Леди Лора отмахнулась от этого вопроса легким пожатием плеч, одновременно отпуская горничную.
— Настолько хорошо, насколько можно ожидать с учетом моего возраста, — безмятежно ответила она. — Обо мне не беспокойтесь. Как дела у ВАС с вашим последним курсом?
— Не так уж и плохо. Впрочем, жизнь была бы много проще, если бы я мог убедить людей не гоняться за модными теориями, а больше руководствоваться здравым смыслом, — печально улыбнулся Адам. — Случаются дни, когда я ощущаю себя этакой овчаркой.
— Но вам ведь самому это нравится! — усмехнулась леди Лора, понимающе подмигнув ему.

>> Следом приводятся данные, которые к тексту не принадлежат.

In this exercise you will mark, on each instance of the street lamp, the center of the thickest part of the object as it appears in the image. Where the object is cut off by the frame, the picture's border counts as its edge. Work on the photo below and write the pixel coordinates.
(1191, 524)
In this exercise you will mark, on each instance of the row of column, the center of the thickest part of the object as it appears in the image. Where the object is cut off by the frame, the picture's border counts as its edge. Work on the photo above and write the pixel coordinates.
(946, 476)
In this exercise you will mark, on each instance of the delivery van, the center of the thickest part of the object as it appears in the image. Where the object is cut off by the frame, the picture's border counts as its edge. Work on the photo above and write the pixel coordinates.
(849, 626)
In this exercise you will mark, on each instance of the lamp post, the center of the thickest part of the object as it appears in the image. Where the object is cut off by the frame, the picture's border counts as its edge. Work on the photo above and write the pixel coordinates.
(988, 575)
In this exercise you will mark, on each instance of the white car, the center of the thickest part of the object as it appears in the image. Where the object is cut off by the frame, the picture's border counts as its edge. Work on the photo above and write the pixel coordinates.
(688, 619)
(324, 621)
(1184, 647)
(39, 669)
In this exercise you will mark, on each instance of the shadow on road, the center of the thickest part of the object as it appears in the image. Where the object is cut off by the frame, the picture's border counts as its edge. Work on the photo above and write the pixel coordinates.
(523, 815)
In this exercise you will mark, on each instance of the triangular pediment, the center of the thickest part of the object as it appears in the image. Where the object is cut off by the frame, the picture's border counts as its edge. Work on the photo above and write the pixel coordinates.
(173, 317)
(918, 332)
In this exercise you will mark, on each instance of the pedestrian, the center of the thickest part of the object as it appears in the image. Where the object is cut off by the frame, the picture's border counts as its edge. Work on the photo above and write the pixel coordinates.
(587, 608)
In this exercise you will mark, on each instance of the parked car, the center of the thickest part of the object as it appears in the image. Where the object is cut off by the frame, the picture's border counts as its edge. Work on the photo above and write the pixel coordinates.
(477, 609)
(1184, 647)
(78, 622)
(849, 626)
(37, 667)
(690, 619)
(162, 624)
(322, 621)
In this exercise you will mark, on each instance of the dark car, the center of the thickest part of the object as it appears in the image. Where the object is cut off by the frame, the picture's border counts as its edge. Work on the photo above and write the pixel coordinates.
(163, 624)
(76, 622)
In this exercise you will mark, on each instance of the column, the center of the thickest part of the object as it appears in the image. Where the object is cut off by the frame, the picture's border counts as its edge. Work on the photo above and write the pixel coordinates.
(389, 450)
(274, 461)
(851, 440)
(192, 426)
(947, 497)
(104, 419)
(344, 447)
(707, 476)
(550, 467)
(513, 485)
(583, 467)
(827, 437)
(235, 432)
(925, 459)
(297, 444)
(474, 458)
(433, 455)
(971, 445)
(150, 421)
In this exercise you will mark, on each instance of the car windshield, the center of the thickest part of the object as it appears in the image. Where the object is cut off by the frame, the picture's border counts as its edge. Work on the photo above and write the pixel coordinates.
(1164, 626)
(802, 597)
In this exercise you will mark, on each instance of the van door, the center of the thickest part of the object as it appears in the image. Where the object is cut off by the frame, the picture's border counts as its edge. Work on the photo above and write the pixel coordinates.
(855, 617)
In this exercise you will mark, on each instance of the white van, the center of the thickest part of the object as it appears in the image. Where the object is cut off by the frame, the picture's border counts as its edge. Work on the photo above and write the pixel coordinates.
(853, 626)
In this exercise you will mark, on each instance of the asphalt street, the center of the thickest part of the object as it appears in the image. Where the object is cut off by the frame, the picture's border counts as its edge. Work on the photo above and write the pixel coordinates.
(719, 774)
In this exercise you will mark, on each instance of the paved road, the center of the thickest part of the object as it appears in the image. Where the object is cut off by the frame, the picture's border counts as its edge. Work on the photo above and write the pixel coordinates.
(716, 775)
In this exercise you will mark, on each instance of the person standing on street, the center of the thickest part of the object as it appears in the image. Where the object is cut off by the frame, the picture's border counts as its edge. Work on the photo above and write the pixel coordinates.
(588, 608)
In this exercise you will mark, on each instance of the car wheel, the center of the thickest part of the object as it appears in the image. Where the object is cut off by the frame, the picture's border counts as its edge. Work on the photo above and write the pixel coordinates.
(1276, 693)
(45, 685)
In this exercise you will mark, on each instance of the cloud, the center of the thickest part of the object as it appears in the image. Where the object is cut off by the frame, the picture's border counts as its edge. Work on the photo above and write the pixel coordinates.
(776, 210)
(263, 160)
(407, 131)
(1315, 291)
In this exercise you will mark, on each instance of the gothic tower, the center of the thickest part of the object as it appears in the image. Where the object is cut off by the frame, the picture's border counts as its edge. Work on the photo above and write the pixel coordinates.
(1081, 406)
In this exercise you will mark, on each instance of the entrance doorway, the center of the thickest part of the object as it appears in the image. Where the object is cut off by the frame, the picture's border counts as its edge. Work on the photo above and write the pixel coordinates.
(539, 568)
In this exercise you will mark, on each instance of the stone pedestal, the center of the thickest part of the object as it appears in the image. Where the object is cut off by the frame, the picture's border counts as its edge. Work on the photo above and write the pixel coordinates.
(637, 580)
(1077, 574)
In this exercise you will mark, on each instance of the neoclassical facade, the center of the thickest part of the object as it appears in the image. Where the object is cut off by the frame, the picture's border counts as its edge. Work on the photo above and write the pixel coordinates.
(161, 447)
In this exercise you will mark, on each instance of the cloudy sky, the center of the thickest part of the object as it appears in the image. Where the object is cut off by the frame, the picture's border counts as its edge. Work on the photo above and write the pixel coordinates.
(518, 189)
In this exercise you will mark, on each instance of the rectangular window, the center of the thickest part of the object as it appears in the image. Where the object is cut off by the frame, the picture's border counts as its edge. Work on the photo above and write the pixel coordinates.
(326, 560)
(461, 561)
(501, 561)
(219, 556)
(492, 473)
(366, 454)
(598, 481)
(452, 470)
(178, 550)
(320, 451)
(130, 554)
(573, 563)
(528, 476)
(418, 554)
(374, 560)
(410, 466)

— Да, пожалуй, иначе я не занимался бы этим. — Адам отступил на шаг, с восхищением глядя на хозяйку. — Но вы… Лора, вы потрясающе выглядите во всех этих регалиях! Вам просто необходимо почаще позировать для портретов.
— Только не это! — Вдовствующая графиня Кинтул закатила глаза в наигранном отчаянии. — Это всего лишь второй сеанс позирования, и признаюсь, новизна ощущений уже почти выветрилась. Я надеюсь только, что Перегрин не будет настаивать на слишком больших исправлениях.
— Перегрин? — Адам заинтригованно склонил голову набок. — Но это же не может быть Перегрин Ловэт, правда?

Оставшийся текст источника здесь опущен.